Top K Frequent Elements problem and solution in Java and Python

“Top K Frequent Elements” is a classic FAANG problem. The goal is to find the k most frequent elements in an array. The most efficient solution uses a hash map + heap. I’ll show both Java and Python solutions.

Problem Statement

• Input: nums = [1,1,1,2,2,3], k = 2
• Output: [1, 2] (the two most frequent elements)

1️⃣ Java Solution

import java.util.*;

public class TopKFrequent {
    public static int[] topKFrequent(int[] nums, int k) {
        // Step 1: Count frequencies
        Map<Integer, Integer> freqMap = new HashMap<>();
        for (int num : nums) {
            freqMap.put(num, freqMap.getOrDefault(num, 0) + 1);
        }

        // Step 2: Min-heap to keep top k elements
        PriorityQueue<Map.Entry<Integer, Integer>> minHeap =
            new PriorityQueue<>(Comparator.comparingInt(Map.Entry::getValue));

        for (Map.Entry<Integer, Integer> entry : freqMap.entrySet()) {
            minHeap.add(entry);
            if (minHeap.size() > k) {
                minHeap.poll(); // remove element with smallest frequency
            }
        }

        // Step 3: Extract result
        int[] result = new int[k];
        int i = 0;
        while (!minHeap.isEmpty()) {
            result[i++] = minHeap.poll().getKey();
        }
        return result;
    }

    public static void main(String[] args) {
        int[] nums = {1, 1, 1, 2, 2, 3};
        int k = 2;
        System.out.println(Arrays.toString(topKFrequent(nums, k))); // [2, 1]
    }
}

Time Complexity: O(n log k) Space Complexity: O(n)

2️⃣ Python Solution

from collections import Counter
import heapq

def top_k_frequent(nums, k):
    # Step 1: Count frequencies
    freq_map = Counter(nums)

    # Step 2: Min-heap to keep top k frequent
    min_heap = []

    for num, freq in freq_map.items():
        heapq.heappush(min_heap, (freq, num))
        if len(min_heap) > k:
            heapq.heappop(min_heap)

    # Step 3: Extract elements
    return [num for freq, num in min_heap]

# Example
nums = [1, 1, 1, 2, 2, 3]
k = 2
print(top_k_frequent(nums, k))  # Output: [2, 1]
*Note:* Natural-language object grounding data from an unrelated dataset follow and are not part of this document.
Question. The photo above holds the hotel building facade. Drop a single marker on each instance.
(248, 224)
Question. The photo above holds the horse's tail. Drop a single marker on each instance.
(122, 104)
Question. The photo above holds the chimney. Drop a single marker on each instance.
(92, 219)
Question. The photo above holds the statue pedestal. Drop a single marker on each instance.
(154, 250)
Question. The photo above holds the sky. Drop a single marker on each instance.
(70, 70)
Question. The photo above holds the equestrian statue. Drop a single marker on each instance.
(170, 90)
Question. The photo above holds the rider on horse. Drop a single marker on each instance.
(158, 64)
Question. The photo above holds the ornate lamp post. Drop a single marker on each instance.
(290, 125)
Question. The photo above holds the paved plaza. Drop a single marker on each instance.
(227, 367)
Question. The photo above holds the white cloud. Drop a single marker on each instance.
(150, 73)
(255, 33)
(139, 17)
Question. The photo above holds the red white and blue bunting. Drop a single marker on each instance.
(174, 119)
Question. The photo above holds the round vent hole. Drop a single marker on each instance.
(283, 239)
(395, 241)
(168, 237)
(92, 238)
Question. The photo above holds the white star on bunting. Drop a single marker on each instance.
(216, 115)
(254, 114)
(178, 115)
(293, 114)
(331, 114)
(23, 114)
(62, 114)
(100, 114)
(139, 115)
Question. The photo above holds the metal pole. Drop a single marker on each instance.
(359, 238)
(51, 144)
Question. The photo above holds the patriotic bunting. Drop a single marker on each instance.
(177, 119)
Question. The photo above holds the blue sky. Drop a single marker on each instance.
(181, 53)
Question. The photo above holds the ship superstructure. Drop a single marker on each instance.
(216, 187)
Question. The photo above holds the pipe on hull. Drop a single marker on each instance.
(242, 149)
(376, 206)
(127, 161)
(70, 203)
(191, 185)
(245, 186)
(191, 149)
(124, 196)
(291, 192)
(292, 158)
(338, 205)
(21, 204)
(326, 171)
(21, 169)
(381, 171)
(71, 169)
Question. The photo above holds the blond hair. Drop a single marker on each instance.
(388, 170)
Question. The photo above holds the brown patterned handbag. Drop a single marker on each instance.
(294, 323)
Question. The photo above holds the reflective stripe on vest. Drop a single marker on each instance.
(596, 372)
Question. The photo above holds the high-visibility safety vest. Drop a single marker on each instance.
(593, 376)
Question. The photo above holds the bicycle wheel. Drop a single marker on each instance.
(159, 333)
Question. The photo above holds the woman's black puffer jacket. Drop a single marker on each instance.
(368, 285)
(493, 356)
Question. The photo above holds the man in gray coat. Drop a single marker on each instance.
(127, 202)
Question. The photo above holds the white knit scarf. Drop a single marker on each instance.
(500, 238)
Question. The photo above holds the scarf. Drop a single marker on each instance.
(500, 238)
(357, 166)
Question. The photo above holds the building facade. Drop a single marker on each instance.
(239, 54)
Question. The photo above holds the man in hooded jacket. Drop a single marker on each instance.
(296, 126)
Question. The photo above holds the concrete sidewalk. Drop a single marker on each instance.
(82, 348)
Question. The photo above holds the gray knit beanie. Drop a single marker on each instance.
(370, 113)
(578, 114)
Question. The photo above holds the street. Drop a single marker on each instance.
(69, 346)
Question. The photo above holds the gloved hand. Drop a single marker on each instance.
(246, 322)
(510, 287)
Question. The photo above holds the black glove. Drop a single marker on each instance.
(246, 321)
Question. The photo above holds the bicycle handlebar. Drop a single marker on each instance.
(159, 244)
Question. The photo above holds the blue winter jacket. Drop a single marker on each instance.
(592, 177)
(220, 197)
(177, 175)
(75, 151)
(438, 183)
✅ Python tip: heapq is a min-heap by default. We push (freq, num) to always remove the least frequent element when heap size exceeds k.

⚡ Key Points for FAANG

1. HashMap / Counter: To count frequencies in O(n).
2. Heap (min-heap of size k): To efficiently track top k elements → O(n log k).
3. Alternative: Bucket sort method can solve in O(n) time if frequency range is small.
4. Always clarify order of output: problem may allow any order or require sorted by frequency.